Applause broke out in the chamber when Christensen was done. Even his father chimed in, practically beaming: "I would like to just comment here. For the record, that's my son," Roy Christensen said.

The young Christensen, 27, has had to take time off work as a chemical engineer to deal with the many media requests. He's been interviewed by at least 20 outlets so far, he said, including the New York Times and radio stations in Canada and Australia. He had no idea his council performance, comic or otherwise, would generate so much attention. He's even been approached by private organizations, asking him to join, including the League of Extraordinary Red Heads and the Council of Andrews.

"I told them that my name isn't even Andrew," Christensen said. "They're like, 'It's fine. It's the same Greek base.' "

Papa Christensen didn't know what his son was going to say when he approached the lectern, but the council member said afterward that it was "typical."

"He's a chemical engineer by profession," Roy Christensen told The Post, "but he's a comic at heart."

Christensen, the one who sits on the council, said the legislative body is "taking the matter under advisement." Lawmakers may even issue some sort of statement, given all the publicity, he added.

"My take personally is that this is too big an issue for the small stage of the Lincoln City Council," Roy Christensen said. "Maybe we should just kick it up to the Department of Agriculture. They handle the classification of agriculture and meat products. Maybe that's the best place."

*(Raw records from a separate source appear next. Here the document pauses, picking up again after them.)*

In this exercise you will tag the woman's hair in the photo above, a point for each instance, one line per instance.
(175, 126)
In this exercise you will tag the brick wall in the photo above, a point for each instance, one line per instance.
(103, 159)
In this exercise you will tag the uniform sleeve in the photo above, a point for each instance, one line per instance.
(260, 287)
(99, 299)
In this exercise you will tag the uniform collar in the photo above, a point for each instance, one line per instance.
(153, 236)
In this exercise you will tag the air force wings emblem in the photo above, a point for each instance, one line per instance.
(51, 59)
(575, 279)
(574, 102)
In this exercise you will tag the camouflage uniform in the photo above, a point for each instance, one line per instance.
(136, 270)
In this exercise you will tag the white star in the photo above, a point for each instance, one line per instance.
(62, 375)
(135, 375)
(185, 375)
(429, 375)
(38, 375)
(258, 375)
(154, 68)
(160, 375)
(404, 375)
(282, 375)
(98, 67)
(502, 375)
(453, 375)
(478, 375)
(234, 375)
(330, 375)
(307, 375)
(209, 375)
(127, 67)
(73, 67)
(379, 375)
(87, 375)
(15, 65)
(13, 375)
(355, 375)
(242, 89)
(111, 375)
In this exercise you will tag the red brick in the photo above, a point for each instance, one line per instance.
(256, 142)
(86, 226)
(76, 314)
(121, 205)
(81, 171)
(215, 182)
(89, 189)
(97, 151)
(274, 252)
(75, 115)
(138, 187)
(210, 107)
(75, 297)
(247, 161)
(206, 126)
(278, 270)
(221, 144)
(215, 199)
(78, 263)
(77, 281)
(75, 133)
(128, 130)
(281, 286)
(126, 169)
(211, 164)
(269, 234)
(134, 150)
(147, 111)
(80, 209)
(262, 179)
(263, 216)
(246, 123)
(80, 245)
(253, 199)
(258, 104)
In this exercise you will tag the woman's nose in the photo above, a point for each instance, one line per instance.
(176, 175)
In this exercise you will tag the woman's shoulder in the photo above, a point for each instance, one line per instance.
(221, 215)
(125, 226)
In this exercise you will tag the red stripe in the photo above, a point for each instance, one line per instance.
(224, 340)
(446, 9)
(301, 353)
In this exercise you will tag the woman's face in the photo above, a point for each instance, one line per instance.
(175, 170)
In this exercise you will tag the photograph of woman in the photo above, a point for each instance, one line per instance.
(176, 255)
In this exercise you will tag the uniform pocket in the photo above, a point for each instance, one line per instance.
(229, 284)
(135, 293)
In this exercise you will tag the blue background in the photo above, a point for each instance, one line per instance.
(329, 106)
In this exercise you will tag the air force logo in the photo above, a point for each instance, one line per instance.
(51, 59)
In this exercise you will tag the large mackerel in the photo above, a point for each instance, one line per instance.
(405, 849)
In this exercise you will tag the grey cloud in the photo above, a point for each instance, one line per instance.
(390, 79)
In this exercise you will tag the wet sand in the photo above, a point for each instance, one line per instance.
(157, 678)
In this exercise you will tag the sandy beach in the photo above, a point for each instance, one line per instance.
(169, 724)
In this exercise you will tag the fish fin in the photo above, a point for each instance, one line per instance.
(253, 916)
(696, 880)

The press office for the US Department of Agriculture did not return a request for comment, probably because they have bigger issues to tackle during a pandemic. But Erik Oosterwijk, president and founder of Fells Point Wholesale Meats in Baltimore, said he cannot sell chicken breasts or thighs - two of the popular cuts often labeled as "boneless chicken wings" - by any other name.

"I could get in trouble because it's mislabeling," Oosterwijk told The Post. "Labeling is very strict, and I'm all in favor of it."

Restaurants are where the confusion creeps in, Oosterwijk said. They're the ones battering breast or thigh meat and calling them "boneless chicken wings." The fake wings have been around for 15 years or more, Oosterwijk said, and their invention is really a matter of economics for restaurants. Chicken wings - the real McCoy - are the most expensive part of the bird these days, Oosterwijk said. Restaurants may have to charge more than consumers are willing to pay for wings to meet food costs. Breast and thigh meat masquerading as wings can be more profitable.

Whatever the reason behind the counterfeit wings, Ander Christensen wants them properly named. He's prepared to take his fight all the way to Washington and the USDA, if necessary.

"I'm not saying that boneless wings are the worst thing on the planet Earth," he said. "If you want to live a half measure of a life and eat those, that's fine. It's up to you. You can keep them on the menu. Just don't sell them as a wing."